The artist, musician, and activist will be celebrated during a free outdoor public celebration on July 21 featuring artists’ open studios.
Arts icon and activist Yoko Ono is this year’s recipient of the prestigious Edward MacDowell Medal. Ono, whose ground-breaking and influential career as an artist began in the downtown New York scene in the early 1960s and has continued across seven decades, has developed a body of work encompassing performance, experimental filmmaking, conceptual and participatory art, music, visual arts, and global peace activities. The breadth of her pioneering work runs from the avant-garde to the pop and dance music charts.
“It’s an incredible honor that my mother, Yoko Ono, will be awarded the MacDowell Medal,” said her son Sean Ono Lennon. "The history and list of past recipients is truly remarkable. It makes me very proud to see her art appreciated and celebrated in this way.”
MacDowell, the nation’s oldest and preeminent artist residency program, has awarded the Medal annually since 1960 to giants of the art world, selecting individuals who have had an indelible impact on culture.
“MacDowell is honored to celebrate Yoko Ono for her groundbreaking, distinctly inventive, and enormously influential interdisciplinary art,” said Madam Chairman of the Board, Fellow, and best-selling author Nell Painter. “There has never been anyone like her; there has never been work like hers. Over some seven decades, she has rewarded eyes, provoked thought, inspired feminists, and defended migrants through works of a wide-ranging imagination. Enduringly fresh and pertinent, her uniquely powerful oeuvre speaks to our own times, so sorely needful of her leitmotif: Peace.”

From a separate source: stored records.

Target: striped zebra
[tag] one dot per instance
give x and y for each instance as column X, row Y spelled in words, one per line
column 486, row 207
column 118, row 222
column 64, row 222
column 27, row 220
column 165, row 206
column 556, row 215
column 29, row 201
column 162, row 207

Painter will present the 64th MacDowell Medal to Ono’s long-time music manager David Newgarden in a brief ceremony on Medal Day, Sunday, July 21. Ono, the first Asian woman to receive the honor, joins a notable cohort of past Medal recipients, including Robert Frost (1962), Willem de Kooning (1975), Isamu Noguchi (1982), Louise Bourgeois (1990), Stephen Sondheim (2013), Toni Morrison (2016), David Lynch (2017), and Art Spiegelman (2018).
“Her seminal performance work Cut Piece confronts issues of gender, class, and cultural identity, immediately becoming the feminist classic it remains,” added Painter. “Early in the Vietnam War, Ono and her husband John Lennon collaborated on ‘Give Peace a Chance’ and ‘War Is Over,’ adding ‘If you want it.’ Words we cherish right now. Only one other interdisciplinary artist, Merce Cunningham in 2003, has received the Edward MacDowell Medal. We are thrilled that Yoko Ono has honored us in this way.”
Read a brief biography of Yoko Ono here.
American avant-garde multimedia artist, Grammy-winning composer, and musician Laurie Anderson chaired this year’s Medal selection panel. Other members included Bushwick Starr Arts Center cofounder and MacDowell Board member Noel Allain, MacDowell Fellow and acclaimed choreographer Bebe Miller, National Black Theatre CEO Sade Lythcott, MacDowell Fellow and interdisciplinary artist Christopher Doyle, and Arts Student League Artistic & Executive Director Michael Hall.
The presentation of the Edward MacDowell Medal in the Arts is a free, public event on July 21, 2024, which often draws more than 1,000 visitors from around the country to MacDowell’s 450-acre wooded campus. It is the one day each year the grounds are open to the public, and it offers arts lovers the opportunity to visit 31 open, working studios to see art being created and speak with the artists-in-residence.
MacDowell is now on the Bloomberg Connects app, and the public can download a free digital guide to MacDowell to plan their Medal Day. Download the app and find our mobile guide by clicking here.
This event is made possible with the support of generous individual contributors and business sponsors including FL Putnam and RiverMead Lifecare Community.